But these ML companies aren't interested in abiding by any social norms at all. Only paying lip service to current laws, which were written in a time before these "AI" services were even a possibility -- skating by on technicalities, like a little brother poking the air 2 inches from your face and taunting "I'm not touching you! I'm not touching you!"

[–] [email protected] 4 points 1 year ago

Did you read the article?

[–] [email protected] 3 points 1 year ago (1 children)

It specifically says in the article that some of them are exactly that.

[–] [email protected] 3 points 1 year ago (2 children)

Where? Closest I can find is a reference to an "AI-generated nude of someone who looked like Margot Robbie, and another image of Lopez."

"Looking like" a person is not at all the same as "reproducing an exact replica of an input."

[–] [email protected] 4 points 1 year ago (1 children)

I think the idea is that if the model doesn't know what Jennifer Lopez is, it couldn't make imitations of her naked.

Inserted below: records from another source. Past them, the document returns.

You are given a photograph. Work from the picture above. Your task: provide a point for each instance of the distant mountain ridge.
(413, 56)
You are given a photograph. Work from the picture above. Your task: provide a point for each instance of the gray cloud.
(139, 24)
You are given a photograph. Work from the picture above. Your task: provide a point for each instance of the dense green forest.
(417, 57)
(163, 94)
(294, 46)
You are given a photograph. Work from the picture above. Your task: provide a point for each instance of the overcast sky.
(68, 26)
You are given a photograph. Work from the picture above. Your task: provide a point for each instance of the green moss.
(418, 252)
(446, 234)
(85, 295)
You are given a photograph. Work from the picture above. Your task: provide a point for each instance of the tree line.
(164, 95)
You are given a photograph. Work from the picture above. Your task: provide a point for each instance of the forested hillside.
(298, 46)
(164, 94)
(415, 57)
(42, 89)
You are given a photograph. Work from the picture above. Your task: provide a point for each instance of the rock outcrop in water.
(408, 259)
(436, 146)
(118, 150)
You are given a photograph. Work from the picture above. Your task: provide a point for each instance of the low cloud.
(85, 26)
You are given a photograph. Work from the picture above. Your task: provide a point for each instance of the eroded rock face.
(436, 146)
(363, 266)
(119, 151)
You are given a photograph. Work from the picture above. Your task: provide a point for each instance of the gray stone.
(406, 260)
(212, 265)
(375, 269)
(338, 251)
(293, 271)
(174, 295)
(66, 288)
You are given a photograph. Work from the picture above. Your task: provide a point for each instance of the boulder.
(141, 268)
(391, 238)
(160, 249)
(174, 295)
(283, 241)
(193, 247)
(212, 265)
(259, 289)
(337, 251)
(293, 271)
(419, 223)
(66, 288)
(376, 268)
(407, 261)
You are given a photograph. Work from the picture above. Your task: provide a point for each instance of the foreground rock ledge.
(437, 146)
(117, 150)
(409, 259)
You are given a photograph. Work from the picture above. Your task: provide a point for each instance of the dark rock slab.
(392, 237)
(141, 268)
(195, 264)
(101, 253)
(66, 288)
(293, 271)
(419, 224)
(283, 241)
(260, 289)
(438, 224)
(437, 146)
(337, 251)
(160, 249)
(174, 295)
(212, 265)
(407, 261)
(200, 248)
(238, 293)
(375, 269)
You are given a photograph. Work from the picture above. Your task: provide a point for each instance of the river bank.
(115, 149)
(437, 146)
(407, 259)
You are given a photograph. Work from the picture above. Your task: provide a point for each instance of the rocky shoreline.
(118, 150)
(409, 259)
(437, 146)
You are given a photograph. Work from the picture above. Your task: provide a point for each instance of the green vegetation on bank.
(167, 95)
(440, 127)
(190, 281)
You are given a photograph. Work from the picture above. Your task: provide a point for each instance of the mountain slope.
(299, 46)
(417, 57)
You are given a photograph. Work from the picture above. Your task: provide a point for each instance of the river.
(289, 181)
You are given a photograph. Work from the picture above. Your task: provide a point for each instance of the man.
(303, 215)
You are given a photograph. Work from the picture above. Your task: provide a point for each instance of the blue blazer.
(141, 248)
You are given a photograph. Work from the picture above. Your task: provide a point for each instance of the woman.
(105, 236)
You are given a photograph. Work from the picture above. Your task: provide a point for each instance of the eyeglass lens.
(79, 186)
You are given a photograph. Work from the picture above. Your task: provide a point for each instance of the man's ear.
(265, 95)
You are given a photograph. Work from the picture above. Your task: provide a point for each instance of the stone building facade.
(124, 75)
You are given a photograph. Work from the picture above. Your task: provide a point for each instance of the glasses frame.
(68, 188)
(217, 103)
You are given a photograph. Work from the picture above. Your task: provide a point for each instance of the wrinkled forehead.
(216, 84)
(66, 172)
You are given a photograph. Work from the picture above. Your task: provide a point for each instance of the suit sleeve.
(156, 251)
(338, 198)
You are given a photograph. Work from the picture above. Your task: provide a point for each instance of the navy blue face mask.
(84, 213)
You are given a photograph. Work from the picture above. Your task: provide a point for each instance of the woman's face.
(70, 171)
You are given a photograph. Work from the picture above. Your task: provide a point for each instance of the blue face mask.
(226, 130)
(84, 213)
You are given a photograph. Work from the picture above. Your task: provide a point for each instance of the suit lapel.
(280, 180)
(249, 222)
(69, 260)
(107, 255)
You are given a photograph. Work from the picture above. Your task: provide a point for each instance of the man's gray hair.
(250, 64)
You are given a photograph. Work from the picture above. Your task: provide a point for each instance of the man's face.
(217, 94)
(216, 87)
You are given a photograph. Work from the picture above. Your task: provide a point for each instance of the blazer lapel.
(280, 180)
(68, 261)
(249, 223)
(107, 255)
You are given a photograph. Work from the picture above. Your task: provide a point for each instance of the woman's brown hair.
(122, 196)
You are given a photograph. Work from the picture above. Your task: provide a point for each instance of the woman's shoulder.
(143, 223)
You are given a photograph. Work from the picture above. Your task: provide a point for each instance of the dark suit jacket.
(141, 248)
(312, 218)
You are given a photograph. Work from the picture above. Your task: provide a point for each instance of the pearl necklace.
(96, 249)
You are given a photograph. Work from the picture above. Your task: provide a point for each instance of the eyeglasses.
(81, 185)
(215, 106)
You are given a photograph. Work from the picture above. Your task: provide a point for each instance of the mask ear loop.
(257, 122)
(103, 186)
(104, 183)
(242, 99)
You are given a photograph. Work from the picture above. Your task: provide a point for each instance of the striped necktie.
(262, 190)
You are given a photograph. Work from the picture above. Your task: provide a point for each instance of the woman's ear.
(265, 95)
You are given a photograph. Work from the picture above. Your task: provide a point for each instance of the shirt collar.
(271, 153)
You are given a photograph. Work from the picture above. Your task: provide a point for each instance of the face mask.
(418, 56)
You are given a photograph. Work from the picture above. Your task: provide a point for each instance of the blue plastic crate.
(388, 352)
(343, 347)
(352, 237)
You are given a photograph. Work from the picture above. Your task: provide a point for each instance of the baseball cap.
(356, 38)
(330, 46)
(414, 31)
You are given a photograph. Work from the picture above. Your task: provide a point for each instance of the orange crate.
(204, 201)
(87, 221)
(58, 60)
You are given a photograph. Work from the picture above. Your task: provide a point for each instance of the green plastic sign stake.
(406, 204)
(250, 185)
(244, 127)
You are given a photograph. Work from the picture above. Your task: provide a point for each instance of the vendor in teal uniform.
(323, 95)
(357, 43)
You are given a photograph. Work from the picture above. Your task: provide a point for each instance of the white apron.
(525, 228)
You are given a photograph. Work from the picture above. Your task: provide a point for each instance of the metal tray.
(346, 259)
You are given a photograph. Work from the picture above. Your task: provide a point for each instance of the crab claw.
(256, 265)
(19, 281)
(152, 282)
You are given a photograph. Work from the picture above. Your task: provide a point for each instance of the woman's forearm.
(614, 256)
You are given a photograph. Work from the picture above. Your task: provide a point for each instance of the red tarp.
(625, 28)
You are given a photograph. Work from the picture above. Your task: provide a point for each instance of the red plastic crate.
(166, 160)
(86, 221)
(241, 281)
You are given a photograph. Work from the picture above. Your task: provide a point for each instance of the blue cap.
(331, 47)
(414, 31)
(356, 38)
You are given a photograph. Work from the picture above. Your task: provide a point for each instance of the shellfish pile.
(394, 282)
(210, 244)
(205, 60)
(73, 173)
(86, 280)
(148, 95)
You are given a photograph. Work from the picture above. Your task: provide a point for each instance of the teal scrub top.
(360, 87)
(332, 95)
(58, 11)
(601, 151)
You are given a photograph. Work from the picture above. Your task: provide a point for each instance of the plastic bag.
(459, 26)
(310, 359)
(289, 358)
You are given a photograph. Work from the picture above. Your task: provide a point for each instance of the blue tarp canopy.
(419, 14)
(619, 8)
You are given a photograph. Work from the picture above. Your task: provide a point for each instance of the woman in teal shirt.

Realistically that ship has sailed and AI is capable enough now that even if the data wasn't there it could be pretty easily added.

It will need to become a simple fact of life. If we can imagine something now, we can have pictures of it. There is no putting this back in the bottle.

[–] [email protected] 1 points 1 year ago* (last edited 1 year ago) (1 children)

"Knowing what Jennifer Lopez looks like" is a very distinct thing from "reproducing an exact replica" of training data. OP appears to be arguing that the former is not true because he thinks the latter is true, but it's actually the opposite. That's the crux of what I'm arguing here, OP is simply factually wrong about his position.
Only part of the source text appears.